The conference centered around four panels -- government, industry, K-12 education and higher education -- discussing the successes, gaps and challenges with their respective STEM programs.
The government panel, consisting of representatives from several organizations at Aberdeen Proving Ground, relayed the numerous outreach efforts available for STEM education.
"Our job is to provide long-range learning opportunities for kids so they are ready to pursue the challenging math and science courses," Dr. Katie Blanding, STEM outreach coordinator for RDECOM, said.
"First off, we have a willing body of people on post with programs that engage both on and off the installation. Second, we have facilities. Third, we have opportunities for teachers and students to spend time with us both in the schools and on the installation," Martin said.
The industry panelists conveyed how STEM is seen by them through the prism of workforce development.
"We see STEM as our life blood," Glen Bassett, Site Executive and Director of Advanced Communications and Countermeasures, Raytheon, said.
"With corporate involvement, we look for short-term goals. But when you are talking about education, it is really a long-term pursuit," Nicole Funk, Senior Vice President, Booz Allen Hamilton, said.
Funk also commented on how STEM has begun to become ingrained in the culture of students, educators and industry.
"STEM is growing fast. I think every place I go, I hear about it. A lot of programs are adding STEM to the conversation," she said.
The education panelists reiterated the change they are witnessing in the perception of STEM education and its participants.
"APG has provided a destination for the kid who aspires in STEM subjects. We're creating a culture with long-term goals ahead," Dr. Jeffrey Lawson, executive director for high school education in Cecil County said.
Dr. Stephen Pannill, president of Cecil College, led the higher education panel and continued on that theme by expressing the need to celebrate students and professionals who excel in STEM, rather than pop culture icons.
"We need to highlight the heroes in the STEM fields and make them as important and significant to folks as our sports heroes," he said.
Pannill's comments echo remarks made by President Barack Obama during last month's State of the Union address. During his speech, Obama said, "We need to teach our kids that it's not just the winner of the Super Bowl who deserves to be celebrated, but the winner of the science fair."
As the summit drew to a close, Martin stressed the need to continue similar summits in the future to build on previous achievements.
"The intent here isn't simply to just have one meeting and then walk away and call that success. We'll have some follow-up activities and we will continue the dialogue," he said.
Martin then laid out his plan for the next summit. He requested volunteer team leaders for four workgroups: lighting the spark, teacher enrichment, curriculum enhancement and strategic communications.
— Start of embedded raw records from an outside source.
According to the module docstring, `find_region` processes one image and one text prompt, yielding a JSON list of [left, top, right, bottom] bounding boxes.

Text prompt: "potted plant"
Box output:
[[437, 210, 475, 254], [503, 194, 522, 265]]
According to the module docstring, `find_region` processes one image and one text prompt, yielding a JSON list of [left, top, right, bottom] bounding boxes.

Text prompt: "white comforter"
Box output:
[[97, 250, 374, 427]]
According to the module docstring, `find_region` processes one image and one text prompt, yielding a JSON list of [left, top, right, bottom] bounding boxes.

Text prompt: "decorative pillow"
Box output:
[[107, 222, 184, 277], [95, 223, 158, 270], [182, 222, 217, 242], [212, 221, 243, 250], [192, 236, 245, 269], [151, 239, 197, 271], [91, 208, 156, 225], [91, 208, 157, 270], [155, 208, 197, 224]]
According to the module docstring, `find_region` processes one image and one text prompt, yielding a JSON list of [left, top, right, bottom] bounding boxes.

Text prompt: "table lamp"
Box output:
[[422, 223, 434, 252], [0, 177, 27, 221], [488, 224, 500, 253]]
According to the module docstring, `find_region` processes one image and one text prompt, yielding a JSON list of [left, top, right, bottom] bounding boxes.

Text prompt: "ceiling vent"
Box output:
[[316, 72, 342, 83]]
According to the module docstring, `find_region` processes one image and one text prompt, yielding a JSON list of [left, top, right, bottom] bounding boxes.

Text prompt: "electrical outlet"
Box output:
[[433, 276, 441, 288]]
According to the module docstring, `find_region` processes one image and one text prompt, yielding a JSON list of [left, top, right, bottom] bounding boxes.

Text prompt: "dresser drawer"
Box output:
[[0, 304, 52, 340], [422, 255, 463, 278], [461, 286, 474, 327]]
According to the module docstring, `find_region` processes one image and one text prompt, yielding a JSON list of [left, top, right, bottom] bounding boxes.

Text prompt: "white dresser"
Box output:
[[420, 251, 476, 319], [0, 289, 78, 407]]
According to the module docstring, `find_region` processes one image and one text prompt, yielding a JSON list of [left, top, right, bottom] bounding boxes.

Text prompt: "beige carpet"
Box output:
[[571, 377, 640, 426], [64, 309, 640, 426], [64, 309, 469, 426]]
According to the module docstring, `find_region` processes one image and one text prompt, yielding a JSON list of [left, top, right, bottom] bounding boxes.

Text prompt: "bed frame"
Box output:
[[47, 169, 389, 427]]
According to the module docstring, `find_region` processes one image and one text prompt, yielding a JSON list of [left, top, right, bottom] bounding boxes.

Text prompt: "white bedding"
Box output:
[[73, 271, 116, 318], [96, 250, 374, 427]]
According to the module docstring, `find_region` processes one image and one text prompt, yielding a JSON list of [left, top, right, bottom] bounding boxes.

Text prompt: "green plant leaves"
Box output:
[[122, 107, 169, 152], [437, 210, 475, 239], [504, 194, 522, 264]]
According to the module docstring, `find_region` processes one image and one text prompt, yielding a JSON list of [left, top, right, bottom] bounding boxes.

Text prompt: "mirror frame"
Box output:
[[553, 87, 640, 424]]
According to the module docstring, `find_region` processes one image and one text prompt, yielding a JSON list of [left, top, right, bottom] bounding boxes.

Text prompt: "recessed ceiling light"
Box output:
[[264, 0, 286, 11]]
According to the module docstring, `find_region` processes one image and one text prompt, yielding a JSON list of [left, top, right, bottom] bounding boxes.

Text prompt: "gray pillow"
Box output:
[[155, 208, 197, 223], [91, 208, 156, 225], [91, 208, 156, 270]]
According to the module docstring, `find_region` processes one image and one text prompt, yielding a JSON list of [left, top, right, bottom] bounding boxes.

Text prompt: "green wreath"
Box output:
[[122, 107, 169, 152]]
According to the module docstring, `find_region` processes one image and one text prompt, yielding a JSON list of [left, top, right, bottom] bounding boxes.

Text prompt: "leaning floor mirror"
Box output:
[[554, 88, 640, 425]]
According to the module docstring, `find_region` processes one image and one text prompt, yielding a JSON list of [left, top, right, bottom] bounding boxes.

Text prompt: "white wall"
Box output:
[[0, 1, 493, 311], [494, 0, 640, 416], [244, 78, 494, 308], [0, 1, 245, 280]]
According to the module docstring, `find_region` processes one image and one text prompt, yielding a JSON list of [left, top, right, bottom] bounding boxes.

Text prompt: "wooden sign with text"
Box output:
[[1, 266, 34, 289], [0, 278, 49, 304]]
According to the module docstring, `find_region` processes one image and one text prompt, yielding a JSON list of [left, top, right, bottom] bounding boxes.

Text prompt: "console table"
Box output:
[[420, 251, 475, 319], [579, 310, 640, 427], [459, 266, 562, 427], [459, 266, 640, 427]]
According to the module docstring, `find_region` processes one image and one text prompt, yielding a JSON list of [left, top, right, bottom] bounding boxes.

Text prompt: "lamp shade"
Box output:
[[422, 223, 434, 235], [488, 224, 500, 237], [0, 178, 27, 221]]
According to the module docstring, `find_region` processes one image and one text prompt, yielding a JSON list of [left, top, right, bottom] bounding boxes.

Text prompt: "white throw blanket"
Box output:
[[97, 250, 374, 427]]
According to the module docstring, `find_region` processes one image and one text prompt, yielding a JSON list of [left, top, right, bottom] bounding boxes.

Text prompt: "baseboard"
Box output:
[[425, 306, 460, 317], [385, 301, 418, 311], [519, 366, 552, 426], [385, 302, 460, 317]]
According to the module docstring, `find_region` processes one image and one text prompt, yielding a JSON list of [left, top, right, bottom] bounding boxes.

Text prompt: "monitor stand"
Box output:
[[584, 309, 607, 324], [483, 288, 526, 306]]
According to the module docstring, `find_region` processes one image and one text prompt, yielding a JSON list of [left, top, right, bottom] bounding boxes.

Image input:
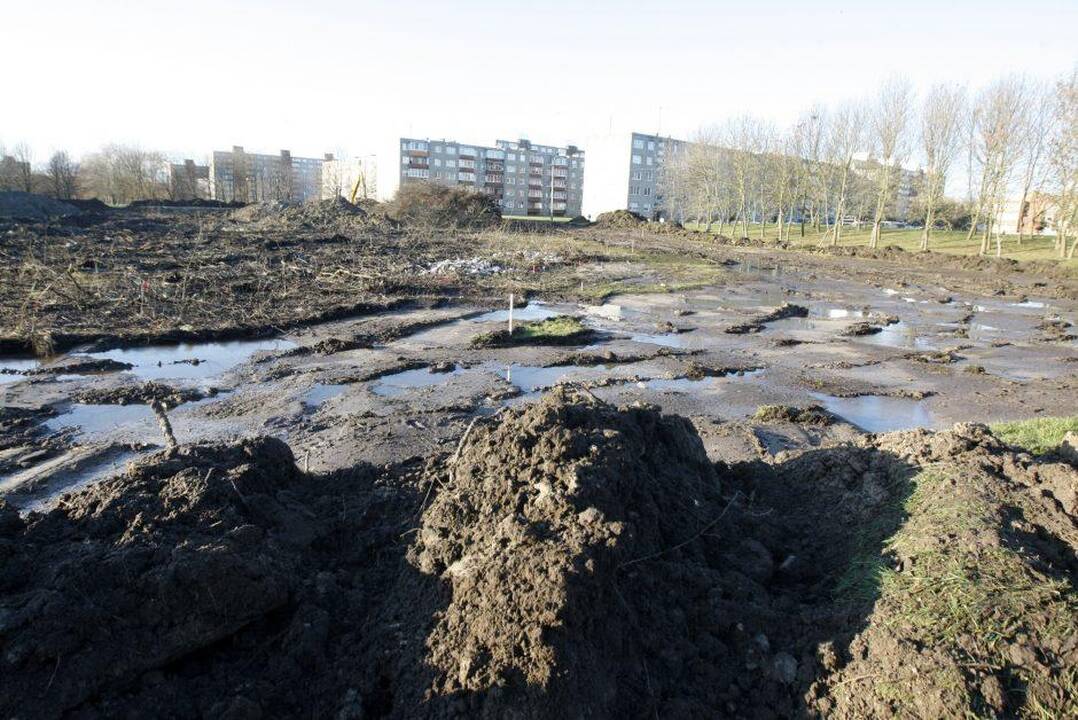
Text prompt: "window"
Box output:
[[446, 146, 456, 155], [434, 158, 442, 167], [646, 157, 653, 166], [434, 145, 443, 153], [632, 171, 641, 180], [632, 155, 642, 165], [506, 164, 516, 173], [446, 159, 456, 168], [633, 138, 644, 149], [643, 187, 651, 196], [648, 141, 655, 151]]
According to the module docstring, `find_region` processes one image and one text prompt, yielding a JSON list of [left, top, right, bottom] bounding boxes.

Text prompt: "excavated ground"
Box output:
[[1, 390, 1074, 719]]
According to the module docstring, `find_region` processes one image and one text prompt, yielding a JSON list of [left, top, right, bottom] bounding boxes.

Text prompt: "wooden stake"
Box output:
[[508, 293, 515, 334]]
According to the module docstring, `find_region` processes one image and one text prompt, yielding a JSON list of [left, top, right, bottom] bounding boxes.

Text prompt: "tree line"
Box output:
[[660, 70, 1077, 258], [0, 142, 175, 205]]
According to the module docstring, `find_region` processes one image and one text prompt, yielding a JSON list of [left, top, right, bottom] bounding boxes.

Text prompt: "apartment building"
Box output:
[[208, 146, 329, 203], [166, 159, 210, 200], [625, 132, 688, 221], [399, 137, 585, 217], [322, 155, 378, 201]]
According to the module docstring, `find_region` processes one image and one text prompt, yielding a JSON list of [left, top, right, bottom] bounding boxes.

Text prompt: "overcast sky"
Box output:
[[3, 0, 1075, 215]]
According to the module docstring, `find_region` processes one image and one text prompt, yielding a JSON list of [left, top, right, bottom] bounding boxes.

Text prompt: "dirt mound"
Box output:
[[388, 183, 501, 229], [229, 196, 371, 228], [1, 393, 1074, 719], [594, 209, 645, 228], [0, 191, 81, 220], [396, 388, 727, 717]]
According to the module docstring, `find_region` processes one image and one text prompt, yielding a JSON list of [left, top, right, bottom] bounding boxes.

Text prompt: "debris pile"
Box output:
[[388, 183, 502, 228], [594, 209, 646, 228]]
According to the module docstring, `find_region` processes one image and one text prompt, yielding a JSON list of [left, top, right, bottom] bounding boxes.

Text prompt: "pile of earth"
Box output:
[[387, 183, 502, 229], [0, 191, 80, 221], [228, 197, 376, 230], [593, 209, 646, 228], [1, 390, 1074, 719]]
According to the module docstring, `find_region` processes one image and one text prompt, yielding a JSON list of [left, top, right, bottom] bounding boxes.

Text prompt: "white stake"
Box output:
[[508, 293, 515, 334]]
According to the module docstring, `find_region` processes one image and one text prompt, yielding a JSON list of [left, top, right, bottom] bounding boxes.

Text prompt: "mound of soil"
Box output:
[[726, 303, 809, 334], [594, 209, 646, 228], [0, 191, 81, 220], [2, 392, 1074, 719], [388, 183, 501, 229], [73, 381, 213, 408], [230, 197, 370, 228]]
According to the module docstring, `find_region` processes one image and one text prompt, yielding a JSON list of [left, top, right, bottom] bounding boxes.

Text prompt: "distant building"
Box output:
[[322, 156, 378, 201], [399, 137, 585, 217], [208, 146, 328, 203], [994, 192, 1059, 236], [625, 132, 688, 221], [851, 157, 923, 223], [166, 159, 210, 201]]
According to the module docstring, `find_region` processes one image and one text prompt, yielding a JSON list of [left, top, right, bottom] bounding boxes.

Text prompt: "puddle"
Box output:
[[809, 392, 937, 433], [733, 261, 783, 277], [644, 368, 765, 393], [471, 302, 561, 324], [370, 367, 468, 397], [303, 383, 347, 407], [825, 309, 870, 319], [0, 358, 41, 385], [45, 404, 156, 434], [502, 364, 597, 394], [860, 321, 936, 350], [628, 332, 686, 348], [1011, 300, 1046, 309], [81, 338, 297, 381]]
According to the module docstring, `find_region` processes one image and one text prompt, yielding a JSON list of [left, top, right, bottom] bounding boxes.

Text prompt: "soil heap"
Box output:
[[593, 209, 646, 228], [0, 191, 81, 221]]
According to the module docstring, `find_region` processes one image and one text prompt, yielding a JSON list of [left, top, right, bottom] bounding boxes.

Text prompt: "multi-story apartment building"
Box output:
[[625, 132, 688, 221], [208, 146, 329, 203], [322, 155, 378, 201], [399, 137, 584, 217], [166, 159, 210, 201]]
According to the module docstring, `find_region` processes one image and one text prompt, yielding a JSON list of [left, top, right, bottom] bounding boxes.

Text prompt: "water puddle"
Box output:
[[14, 449, 145, 513], [628, 332, 686, 348], [860, 321, 936, 350], [370, 367, 468, 397], [809, 392, 937, 433], [644, 368, 765, 393], [825, 308, 871, 319], [45, 404, 156, 434], [303, 383, 347, 407], [0, 358, 40, 385], [81, 338, 297, 381], [1011, 300, 1046, 309], [471, 302, 561, 324]]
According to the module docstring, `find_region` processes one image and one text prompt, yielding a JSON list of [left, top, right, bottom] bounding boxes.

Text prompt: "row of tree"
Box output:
[[661, 70, 1077, 258], [0, 142, 174, 204]]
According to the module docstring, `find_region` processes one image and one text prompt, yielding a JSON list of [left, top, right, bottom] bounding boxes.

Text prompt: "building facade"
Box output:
[[208, 146, 329, 203], [322, 156, 378, 201], [625, 132, 688, 221], [166, 159, 210, 200], [399, 137, 584, 217], [994, 192, 1060, 236]]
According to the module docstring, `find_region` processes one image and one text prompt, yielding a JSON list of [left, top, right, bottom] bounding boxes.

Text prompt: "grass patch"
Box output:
[[989, 416, 1078, 455], [471, 315, 594, 348]]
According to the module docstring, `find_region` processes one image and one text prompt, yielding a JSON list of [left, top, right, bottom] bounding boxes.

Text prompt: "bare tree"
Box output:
[[1013, 82, 1053, 244], [824, 103, 865, 245], [1045, 69, 1077, 258], [965, 77, 1030, 256], [918, 84, 966, 250], [13, 143, 34, 192], [866, 79, 914, 248], [80, 144, 169, 204], [46, 150, 79, 199]]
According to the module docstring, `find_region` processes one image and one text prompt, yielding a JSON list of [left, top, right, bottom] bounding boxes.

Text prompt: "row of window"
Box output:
[[630, 170, 656, 181], [628, 186, 653, 197], [631, 155, 655, 166]]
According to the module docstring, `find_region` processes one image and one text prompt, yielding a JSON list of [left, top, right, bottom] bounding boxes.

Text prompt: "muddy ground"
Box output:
[[1, 203, 1077, 718]]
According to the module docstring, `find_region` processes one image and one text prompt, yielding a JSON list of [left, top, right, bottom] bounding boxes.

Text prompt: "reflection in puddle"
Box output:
[[860, 321, 936, 350], [82, 338, 297, 381], [825, 308, 870, 319], [303, 383, 347, 407], [628, 332, 686, 348], [45, 404, 155, 434], [0, 358, 40, 385], [371, 367, 466, 397], [471, 302, 560, 324], [644, 369, 764, 392], [809, 392, 937, 433], [1011, 300, 1046, 309]]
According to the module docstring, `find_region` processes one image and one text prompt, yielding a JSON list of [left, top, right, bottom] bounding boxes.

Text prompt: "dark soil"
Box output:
[[726, 303, 809, 334], [2, 391, 1073, 719]]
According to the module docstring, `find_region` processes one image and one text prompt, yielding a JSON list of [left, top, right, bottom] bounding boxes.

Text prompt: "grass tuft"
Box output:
[[989, 416, 1078, 455]]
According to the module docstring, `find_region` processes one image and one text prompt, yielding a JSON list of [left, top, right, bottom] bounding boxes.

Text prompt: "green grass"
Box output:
[[471, 315, 593, 348], [989, 416, 1078, 455], [686, 221, 1077, 269]]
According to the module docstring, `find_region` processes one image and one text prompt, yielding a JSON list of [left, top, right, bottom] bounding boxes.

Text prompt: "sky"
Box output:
[[2, 0, 1075, 215]]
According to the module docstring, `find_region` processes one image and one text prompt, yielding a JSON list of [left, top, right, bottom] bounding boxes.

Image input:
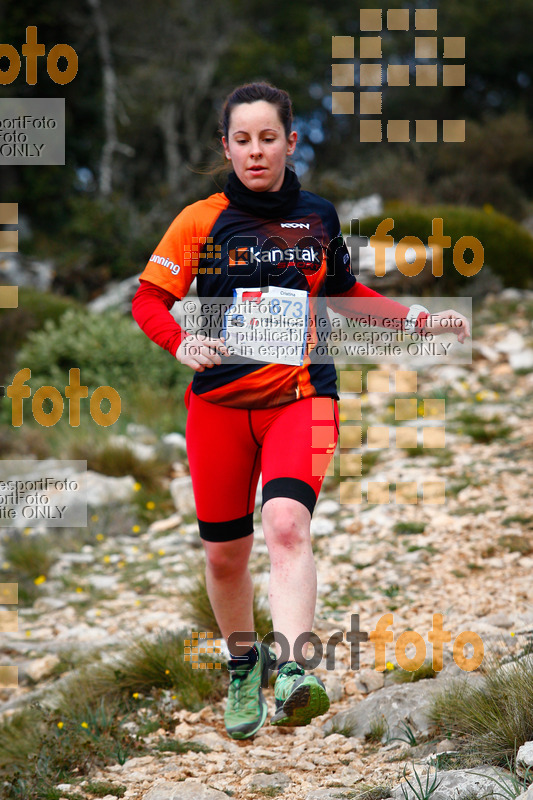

After team leaders were assigned, attendees were invited to sign up and join one of the workgroups with an eye toward the next summit.
"We'd like the groups to get together and have some discussion on how to normalize the data we've heard here. Then, perhaps, come to the next summit with recommendations on what we should collectively do," Martin said.
The next STEM summit has been tentatively scheduled for Apr. 28.